Siete in contatto con la Farnesina? Avete notizie sul vostro futuro?

«Finito il progetto afghano al nostro ritorno vicino al confine del Tajikistan abbiamo compreso la gravità della situazione ed è stata una corsa contro il tempo per raggiungere Dusambe per prendere il nostro volo di rientro. Il confine era già chiuso e si è reso necessario l’intervento dell’ambasciata di Tashkent, competente sia per lo stato dell’Uzbekistan che per il Tajikistan, con la promessa di fare il periodo di quarantena. Abbiamo così visto le possibilità di rientrare pian piano svanire fino al 21 marzo con l’uscita dalla struttura di isolamento e tutti i voli cancellati. In tutto questo tempo non siamo mai stati soli, dalle persone che ci conoscono a casa, alla scuola di scialpinismo, fino all’interessamento da parte della Farnesina, ma non abbiamo ancora certezze.»

Che notizie avete del coronavirus nel posto dove siete ora?

«Non abbiamo ancora mai sentito di casi nel Paese anche se tutti gli Stati intorno che confinano presentano casi di coronavirus.

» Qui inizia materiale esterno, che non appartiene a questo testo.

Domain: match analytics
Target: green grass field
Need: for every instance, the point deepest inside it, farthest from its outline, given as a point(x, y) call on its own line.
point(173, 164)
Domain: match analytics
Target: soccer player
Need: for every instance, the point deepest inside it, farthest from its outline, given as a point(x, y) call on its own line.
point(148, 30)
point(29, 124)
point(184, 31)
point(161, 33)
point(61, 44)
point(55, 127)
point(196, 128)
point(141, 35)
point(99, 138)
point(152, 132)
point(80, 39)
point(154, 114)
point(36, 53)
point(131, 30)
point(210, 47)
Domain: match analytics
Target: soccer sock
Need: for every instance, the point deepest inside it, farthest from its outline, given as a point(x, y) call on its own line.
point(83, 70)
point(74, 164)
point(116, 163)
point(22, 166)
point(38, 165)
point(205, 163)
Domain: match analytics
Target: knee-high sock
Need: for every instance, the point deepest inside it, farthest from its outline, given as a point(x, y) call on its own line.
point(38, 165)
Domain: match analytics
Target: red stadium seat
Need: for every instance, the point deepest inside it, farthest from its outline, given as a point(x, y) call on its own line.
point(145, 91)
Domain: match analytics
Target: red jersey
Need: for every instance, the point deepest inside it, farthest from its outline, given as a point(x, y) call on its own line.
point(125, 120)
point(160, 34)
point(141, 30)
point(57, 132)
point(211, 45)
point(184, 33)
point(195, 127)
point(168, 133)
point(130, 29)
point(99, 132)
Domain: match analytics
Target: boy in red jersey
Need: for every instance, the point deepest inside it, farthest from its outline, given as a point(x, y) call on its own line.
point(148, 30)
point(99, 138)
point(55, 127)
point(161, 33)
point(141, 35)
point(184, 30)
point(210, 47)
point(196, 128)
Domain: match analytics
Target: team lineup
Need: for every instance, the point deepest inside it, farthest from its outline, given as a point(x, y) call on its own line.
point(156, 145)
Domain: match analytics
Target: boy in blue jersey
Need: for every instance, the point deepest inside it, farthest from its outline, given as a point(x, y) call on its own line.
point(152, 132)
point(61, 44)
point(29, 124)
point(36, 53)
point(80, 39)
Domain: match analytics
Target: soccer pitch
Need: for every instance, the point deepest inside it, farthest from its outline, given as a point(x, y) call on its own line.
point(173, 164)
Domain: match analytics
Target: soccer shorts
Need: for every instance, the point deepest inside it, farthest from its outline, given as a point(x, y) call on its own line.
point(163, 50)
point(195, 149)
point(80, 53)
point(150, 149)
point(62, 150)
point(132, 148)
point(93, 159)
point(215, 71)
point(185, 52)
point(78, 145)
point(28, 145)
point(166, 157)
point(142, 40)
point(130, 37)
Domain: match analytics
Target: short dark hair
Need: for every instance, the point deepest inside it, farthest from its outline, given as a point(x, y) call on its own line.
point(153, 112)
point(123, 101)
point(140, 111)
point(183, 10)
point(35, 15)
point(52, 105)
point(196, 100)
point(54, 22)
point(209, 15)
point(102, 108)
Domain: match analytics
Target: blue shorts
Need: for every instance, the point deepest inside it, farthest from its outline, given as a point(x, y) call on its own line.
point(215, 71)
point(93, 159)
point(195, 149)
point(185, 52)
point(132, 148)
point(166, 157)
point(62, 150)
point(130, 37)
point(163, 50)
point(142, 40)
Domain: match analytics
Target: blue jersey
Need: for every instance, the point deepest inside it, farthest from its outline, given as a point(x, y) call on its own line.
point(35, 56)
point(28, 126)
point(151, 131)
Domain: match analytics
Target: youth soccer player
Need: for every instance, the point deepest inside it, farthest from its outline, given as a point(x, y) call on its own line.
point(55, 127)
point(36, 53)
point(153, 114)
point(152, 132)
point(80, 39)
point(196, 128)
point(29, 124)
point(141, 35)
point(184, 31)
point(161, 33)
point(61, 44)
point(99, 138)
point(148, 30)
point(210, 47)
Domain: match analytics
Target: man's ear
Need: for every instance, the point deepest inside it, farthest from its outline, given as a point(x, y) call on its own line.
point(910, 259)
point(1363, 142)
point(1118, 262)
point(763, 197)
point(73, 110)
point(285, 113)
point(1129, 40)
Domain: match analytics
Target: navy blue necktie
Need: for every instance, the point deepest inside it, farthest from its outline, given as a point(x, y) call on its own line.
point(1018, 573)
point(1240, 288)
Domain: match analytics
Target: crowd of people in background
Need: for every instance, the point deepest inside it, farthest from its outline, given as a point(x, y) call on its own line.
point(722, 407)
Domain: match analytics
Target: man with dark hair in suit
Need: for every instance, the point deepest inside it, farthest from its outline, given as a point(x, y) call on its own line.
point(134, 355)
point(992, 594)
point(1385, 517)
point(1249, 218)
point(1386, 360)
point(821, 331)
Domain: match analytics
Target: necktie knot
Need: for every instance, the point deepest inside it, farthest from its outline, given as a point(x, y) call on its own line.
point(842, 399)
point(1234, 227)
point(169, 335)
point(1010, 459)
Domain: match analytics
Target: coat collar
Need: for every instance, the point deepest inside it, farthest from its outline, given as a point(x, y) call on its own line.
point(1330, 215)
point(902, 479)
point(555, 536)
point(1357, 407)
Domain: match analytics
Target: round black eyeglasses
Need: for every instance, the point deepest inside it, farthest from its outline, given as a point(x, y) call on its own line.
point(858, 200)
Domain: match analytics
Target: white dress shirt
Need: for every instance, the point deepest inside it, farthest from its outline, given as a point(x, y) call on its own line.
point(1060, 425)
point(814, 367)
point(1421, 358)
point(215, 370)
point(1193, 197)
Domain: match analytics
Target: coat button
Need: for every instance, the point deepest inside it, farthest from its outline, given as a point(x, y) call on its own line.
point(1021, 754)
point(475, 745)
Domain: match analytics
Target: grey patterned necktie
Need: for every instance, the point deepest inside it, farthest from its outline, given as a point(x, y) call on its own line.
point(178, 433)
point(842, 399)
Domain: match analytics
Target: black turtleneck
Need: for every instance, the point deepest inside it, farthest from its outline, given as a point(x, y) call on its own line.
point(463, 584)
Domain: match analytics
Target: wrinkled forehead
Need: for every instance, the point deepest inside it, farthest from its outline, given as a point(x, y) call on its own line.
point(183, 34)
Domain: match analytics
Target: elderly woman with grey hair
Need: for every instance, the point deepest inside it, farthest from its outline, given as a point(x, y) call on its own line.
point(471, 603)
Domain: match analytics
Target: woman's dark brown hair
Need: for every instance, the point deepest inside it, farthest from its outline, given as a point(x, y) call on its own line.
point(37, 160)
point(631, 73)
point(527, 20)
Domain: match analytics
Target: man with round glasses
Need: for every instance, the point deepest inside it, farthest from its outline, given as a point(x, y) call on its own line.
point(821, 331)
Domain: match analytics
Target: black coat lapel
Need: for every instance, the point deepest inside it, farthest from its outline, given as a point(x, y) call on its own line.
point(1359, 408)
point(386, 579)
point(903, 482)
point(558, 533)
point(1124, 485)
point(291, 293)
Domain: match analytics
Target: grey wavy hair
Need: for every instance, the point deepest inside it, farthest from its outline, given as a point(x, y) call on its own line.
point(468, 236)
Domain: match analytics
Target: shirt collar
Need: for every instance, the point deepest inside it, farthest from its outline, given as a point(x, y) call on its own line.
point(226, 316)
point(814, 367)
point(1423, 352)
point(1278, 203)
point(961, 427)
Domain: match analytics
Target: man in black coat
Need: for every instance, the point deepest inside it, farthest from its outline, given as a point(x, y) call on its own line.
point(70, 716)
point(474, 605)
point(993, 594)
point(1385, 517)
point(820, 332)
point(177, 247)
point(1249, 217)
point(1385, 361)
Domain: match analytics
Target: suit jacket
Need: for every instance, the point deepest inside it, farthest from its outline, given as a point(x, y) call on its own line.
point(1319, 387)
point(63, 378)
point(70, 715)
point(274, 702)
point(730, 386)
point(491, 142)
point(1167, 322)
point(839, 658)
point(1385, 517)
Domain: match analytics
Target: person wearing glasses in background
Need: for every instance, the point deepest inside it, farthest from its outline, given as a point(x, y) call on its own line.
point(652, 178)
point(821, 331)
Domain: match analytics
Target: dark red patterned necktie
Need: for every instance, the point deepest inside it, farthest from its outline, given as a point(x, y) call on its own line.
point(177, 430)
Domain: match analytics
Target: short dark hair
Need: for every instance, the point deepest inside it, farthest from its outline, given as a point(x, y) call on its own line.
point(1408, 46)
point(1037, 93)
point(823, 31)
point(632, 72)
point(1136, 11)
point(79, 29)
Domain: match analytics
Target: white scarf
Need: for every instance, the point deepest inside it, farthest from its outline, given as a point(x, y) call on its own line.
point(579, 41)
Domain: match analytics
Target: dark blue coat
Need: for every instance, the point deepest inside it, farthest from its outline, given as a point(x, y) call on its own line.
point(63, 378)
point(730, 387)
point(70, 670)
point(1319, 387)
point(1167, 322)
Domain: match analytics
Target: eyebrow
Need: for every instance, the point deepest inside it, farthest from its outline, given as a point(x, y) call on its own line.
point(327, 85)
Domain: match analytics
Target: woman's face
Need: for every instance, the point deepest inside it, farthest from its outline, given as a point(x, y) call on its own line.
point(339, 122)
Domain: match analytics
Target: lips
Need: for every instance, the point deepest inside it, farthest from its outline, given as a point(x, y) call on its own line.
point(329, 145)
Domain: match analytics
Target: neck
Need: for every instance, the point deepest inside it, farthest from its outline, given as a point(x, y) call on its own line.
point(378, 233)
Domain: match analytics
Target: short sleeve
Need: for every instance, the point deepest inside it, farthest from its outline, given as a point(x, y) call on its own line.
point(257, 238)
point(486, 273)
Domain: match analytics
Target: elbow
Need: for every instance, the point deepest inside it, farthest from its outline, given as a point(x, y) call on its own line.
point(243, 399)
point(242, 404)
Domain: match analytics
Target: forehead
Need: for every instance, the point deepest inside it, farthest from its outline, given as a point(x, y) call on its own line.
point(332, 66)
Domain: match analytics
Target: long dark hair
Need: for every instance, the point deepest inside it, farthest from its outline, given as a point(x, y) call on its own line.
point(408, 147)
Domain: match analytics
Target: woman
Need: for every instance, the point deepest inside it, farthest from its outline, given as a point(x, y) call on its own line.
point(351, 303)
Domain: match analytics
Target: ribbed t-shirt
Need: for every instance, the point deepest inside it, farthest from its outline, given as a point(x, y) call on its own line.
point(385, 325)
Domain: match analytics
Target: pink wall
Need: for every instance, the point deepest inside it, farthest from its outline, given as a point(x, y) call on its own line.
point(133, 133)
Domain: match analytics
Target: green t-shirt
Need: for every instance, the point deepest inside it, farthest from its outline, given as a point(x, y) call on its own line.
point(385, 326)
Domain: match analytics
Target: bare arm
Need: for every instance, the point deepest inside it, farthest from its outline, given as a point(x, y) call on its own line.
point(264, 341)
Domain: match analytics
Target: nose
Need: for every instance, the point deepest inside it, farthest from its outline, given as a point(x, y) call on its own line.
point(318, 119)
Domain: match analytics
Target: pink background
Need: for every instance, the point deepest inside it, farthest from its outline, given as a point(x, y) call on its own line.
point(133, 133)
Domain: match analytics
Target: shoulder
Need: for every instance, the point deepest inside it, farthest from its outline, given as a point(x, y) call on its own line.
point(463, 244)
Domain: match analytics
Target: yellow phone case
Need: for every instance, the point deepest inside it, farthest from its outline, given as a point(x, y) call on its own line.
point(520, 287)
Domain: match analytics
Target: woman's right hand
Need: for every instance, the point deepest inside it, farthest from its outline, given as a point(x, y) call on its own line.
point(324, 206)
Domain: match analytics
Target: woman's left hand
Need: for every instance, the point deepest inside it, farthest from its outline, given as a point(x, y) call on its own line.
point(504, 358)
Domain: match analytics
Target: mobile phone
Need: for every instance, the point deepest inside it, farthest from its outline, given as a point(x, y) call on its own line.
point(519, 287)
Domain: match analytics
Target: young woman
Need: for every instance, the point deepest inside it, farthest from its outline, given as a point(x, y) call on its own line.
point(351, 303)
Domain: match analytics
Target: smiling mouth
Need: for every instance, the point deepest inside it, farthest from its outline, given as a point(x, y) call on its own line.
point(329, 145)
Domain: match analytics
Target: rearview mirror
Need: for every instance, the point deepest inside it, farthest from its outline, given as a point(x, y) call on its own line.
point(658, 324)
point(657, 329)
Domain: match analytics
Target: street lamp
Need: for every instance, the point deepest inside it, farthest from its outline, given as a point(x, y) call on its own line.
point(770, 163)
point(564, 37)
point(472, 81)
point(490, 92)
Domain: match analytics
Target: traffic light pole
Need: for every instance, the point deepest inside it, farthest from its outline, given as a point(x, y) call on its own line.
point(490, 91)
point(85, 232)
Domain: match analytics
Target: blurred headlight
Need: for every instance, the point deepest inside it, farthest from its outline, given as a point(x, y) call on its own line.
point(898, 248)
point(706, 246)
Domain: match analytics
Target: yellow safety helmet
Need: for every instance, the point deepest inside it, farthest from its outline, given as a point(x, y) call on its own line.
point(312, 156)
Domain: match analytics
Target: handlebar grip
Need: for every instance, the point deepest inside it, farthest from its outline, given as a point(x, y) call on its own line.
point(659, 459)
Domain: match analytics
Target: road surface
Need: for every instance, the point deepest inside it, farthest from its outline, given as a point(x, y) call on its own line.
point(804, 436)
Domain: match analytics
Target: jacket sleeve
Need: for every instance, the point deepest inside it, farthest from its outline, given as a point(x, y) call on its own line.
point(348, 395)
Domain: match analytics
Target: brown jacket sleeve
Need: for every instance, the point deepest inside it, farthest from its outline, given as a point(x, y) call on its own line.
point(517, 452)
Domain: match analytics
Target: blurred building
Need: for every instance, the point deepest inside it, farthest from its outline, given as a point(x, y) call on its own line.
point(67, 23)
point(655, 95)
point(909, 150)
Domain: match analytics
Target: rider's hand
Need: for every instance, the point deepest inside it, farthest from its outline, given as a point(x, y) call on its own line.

Il problema è che per quanto un paese sia interessante e le persone che incontriamo ogni giorno siano fantastiche, qui ci sono oggettive difficoltà se si dovesse diffondere il contagio.»

Le montagne del Tajikistan viste dall’alto

Cosa chiedete ora allo Stato italiano?

«Sicuramente di poter tornare. Da fuori l’Italia sembra essere il posto meno invitante dove andare in questo momento. Ma per noi è il posto più bello del mondo, dove ci sono i miei figli, le nostre famiglie e il nostro lavoro. Qui le condizioni sono accettabili ma è inverno, le tubature dell’acqua ghiacciate e se dovesse arrivare il coronavirus non sarebbe un posto dove fare in sicurezza l’isolamento. Inoltre, le nostre risorse economiche per restare fuori non sono infinite. Chiaro che i problemi sono altri e finché stiamo bene non ci sono problemi… ma vogliamo tornare a casa.»

Anna Paola e i suoi compagni di viaggio hanno lasciato i ragazzi in Afghanistan con tanti progetti, idee per il futuro e promesse. Oggi le loro cinque famiglie in Italia sono in apprensione e loro stessi non sono immuni neanche a distanza agli affetti e alle storie di amici e conoscenti oggi colpiti dal coronavirus.